In addition, the implementation of Weighted Intersection Over Union (WIOU) plays a crucial role in enhancing sample quality. It minimizes noise in lower-quality samples and suppresses common textures in high-quality samples that might obscure the unique textures of camouflaged objects. This strategy is specifically tailored to optimize underwater object detection.

Despite these advancements, areas for further improvement remain. The cone-rod cell module, while effective in reducing light interference, adds to the model's parameter count and computational demands. Future research aims to streamline this module, reducing its resource consumption for practical engineering applications. Additionally, while structural reparameterization has improved multi-scale feature extraction, there's potential for further enhancement in the AP values for certain small object categories such as Echinus, holothurian, fish, scallop, and jellyfish. Upcoming experiments will concentrate on improving the matching of positive and negative samples and refining the candidate frame selection algorithm, aiming to develop a more targeted approach for small object clusters.

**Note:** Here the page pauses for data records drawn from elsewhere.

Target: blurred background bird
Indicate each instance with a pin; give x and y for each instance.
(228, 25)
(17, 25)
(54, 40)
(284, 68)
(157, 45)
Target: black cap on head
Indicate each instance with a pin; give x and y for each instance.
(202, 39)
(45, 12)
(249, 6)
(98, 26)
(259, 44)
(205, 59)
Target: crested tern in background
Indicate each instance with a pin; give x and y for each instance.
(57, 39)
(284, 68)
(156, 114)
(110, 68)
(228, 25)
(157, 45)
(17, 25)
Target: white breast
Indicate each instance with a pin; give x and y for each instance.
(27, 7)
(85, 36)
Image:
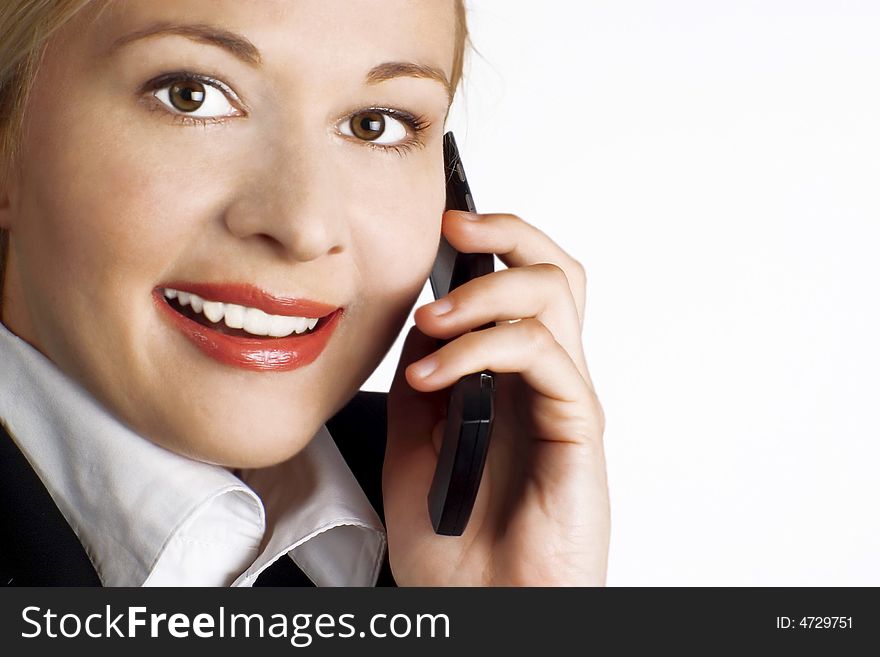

Furthermore, following the implementation of structural reparameterization, the model is suitable for deployment on specific hardware. However, its acceleration performance is suboptimal when utilized with the TensorRT deployment framework. It is hypothesized that structural reparameterization might advance the fusion of operators in the deployment framework to the model code level [26, 27]. This hypothesis presents an intriguing avenue for future research, offering not only optimization strategies for underwater object detection but also practical insights into the control of structural reparameterization.